Reduces computational cost to O(1) per round.

Achieves regret bounds depending on noise moments and corruption.

Recovers existing guarantees when noise is finite-variance and no corruption is present.

Abstract

We study linear contextual bandits under adversarial corruption and heavy-tailed noise with finite $(1+\epsilon)$-th moments for some $\epsilon \in (0,1]$. Existing work that addresses both adversarial corruption and heavy-tailed noise relies on a finite variance (i.e., finite second-moment) assumption and suffers from computational inefficiency. We propose a computationally efficient algorithm based on online mirror descent that achieves robustness to both adversarial corruption and heavy-tailed noise. While the existing algorithm incurs $\mathcal{O}(t\log T)$ computational cost, our algorithm reduces this to $\mathcal{O}(1)$ per round.
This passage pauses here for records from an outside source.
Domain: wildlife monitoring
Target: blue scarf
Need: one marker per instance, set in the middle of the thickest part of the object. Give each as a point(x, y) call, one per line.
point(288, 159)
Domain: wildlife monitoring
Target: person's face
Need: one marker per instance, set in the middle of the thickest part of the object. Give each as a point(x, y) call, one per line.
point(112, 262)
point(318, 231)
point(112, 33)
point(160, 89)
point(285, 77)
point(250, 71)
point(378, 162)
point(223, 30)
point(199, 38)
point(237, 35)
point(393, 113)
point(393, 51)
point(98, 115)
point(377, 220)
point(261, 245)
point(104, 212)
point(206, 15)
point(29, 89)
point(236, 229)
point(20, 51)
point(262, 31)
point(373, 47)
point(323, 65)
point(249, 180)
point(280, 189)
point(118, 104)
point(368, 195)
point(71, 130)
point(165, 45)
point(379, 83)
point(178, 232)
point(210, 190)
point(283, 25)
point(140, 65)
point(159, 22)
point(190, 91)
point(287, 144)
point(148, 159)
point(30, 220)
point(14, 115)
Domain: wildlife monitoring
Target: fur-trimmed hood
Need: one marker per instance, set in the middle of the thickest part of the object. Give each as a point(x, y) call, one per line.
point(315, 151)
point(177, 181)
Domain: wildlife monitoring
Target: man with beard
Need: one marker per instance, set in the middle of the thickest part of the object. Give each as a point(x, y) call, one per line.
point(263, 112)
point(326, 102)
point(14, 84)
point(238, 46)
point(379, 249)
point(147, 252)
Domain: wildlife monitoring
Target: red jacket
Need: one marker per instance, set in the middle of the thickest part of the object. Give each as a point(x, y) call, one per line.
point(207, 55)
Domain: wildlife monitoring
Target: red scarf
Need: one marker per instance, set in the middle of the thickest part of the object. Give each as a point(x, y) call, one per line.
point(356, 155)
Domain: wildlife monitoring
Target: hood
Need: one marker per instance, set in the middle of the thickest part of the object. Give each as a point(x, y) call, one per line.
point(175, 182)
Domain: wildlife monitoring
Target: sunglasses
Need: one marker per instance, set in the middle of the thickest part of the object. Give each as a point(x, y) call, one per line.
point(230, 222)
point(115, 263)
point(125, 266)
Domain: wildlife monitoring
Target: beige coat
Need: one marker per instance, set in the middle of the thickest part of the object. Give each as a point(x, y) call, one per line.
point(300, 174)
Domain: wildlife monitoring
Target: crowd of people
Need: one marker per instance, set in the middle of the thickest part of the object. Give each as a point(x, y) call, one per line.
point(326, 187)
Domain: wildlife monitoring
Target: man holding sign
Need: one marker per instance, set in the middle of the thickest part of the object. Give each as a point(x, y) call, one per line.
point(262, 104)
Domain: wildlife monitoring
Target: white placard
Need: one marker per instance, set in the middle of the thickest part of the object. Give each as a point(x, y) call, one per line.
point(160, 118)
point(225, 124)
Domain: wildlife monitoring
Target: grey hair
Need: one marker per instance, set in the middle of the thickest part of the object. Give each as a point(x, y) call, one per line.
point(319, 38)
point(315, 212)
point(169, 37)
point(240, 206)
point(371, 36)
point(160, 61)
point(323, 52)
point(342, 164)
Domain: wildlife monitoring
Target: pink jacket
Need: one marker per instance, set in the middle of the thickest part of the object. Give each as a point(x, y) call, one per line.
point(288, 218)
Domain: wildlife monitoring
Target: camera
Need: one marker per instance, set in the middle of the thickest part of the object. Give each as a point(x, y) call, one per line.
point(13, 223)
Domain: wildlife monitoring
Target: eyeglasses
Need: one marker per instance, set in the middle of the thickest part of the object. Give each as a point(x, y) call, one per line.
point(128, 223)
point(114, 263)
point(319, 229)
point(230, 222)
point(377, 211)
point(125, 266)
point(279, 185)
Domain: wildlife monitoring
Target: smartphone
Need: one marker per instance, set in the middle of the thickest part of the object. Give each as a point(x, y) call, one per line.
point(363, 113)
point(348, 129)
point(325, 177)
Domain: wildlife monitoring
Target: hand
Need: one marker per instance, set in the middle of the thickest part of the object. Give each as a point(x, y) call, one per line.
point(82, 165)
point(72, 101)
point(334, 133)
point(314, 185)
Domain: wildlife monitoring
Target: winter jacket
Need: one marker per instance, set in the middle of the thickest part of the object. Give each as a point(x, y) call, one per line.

We establish an additive regret bound consisting of a term depending on the $(1+\epsilon)$-moment bound of the noise and a term depending on the total amount of corruption. In particular, when $\epsilon = 1$, our result recovers existing guarantees under finite-variance assumptions. When no corruption is present, it matches the best-known rates for linear contextual bandits with heavy-tailed noise. Moreover, the algorithm requires no prior knowledge of the noise moment bound or the total amount of corruption and still guarantees sublinear regret.